Vicarious liability for employers does not exist when injuries to prisoners are based on employee negligence, with certain exceptions. Government Code § 844.6. See Lawson v. Superior Court, 180 Cal. App. 4th 1372, 1383 (2010). The exception that section 844.6 explicitly calls out is the failure to render emergency medical aid under section 845.6 if a situation where an inmate “is in need of immediate medical care and [the employee] fails to take reasonable action to summon such medical care.”
Negligent Hiring/Training/Supervision of employees can also give rise to liability for government employers in a manner that has parallels to a cause of action in federal law under Monell v. Department of Soc. Svcs., 436 U.S. 658 (1978). But California "does not recognize a general duty of care on the part of supervisors with respect to negligent hiring, retention, or training." Estate of Osuna v. County of Stanislaus, 392 F. Supp. 3d 1162, 1182 (E.D. Cal. 2019).

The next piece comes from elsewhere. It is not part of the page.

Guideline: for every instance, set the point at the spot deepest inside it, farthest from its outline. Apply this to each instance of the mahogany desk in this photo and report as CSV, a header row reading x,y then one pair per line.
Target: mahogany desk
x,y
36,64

So this type of claim is limited to specific situations. School districts, the California Supreme Court has held, may be held liable for negligent hiring because of the “special relationship” between schools and their students. C.A. v. William S. Hart Union High School Dist., 53 Cal.4th 861, 865-866 (2012). But in the same case the California Supreme Court stated: “Absent such a special relationship, there can be no individual liability to third parties for negligent hiring, retention or supervision of a fellow employee, and hence no vicarious liability under section 815.2.” 53 Cal.4th at 877.
This focus on the existence of a “special relationship” also suggests that jail and inmates may be able to assert such claims based on the special relationship that is understood to exist for individuals in custody, but there is also a considerable amount of bad law in this area, making these claims tricky. See Kendrick v. County of San Diego, No. 15-cv-2615-GPC (AGS), 2018 U.S. Dist. LEXIS 42185, 2018 WL 1316618, at *11 (S.D. Cal. Mar. 14, 2018) ("Plaintiff does not allege a special relationship existed between [the decedent] and Sheriff Gore. Therefore, Sheriff Gore cannot be personally liable for a claim of negligent hiring and supervision . . . ."); Fuentes v. City of San Diego, No. 3:16-cv-02871-BEN-JMA, 2017 U.S. Dist. LEXIS 96048, 2017 WL 2670976, at *3 (S.D. Cal. June 20, 2017) (dismissing claim because "Plaintiffs generally allege that the City and/or SDPD have a duty to protect people from harm and exercise care in selection, retention, training, and supervision of their employees. However, these alleged duties do not resemble the enhanced duties imposed on school personnel that formed the basis for their special relationship with the minor plaintiff in William S. Hart.").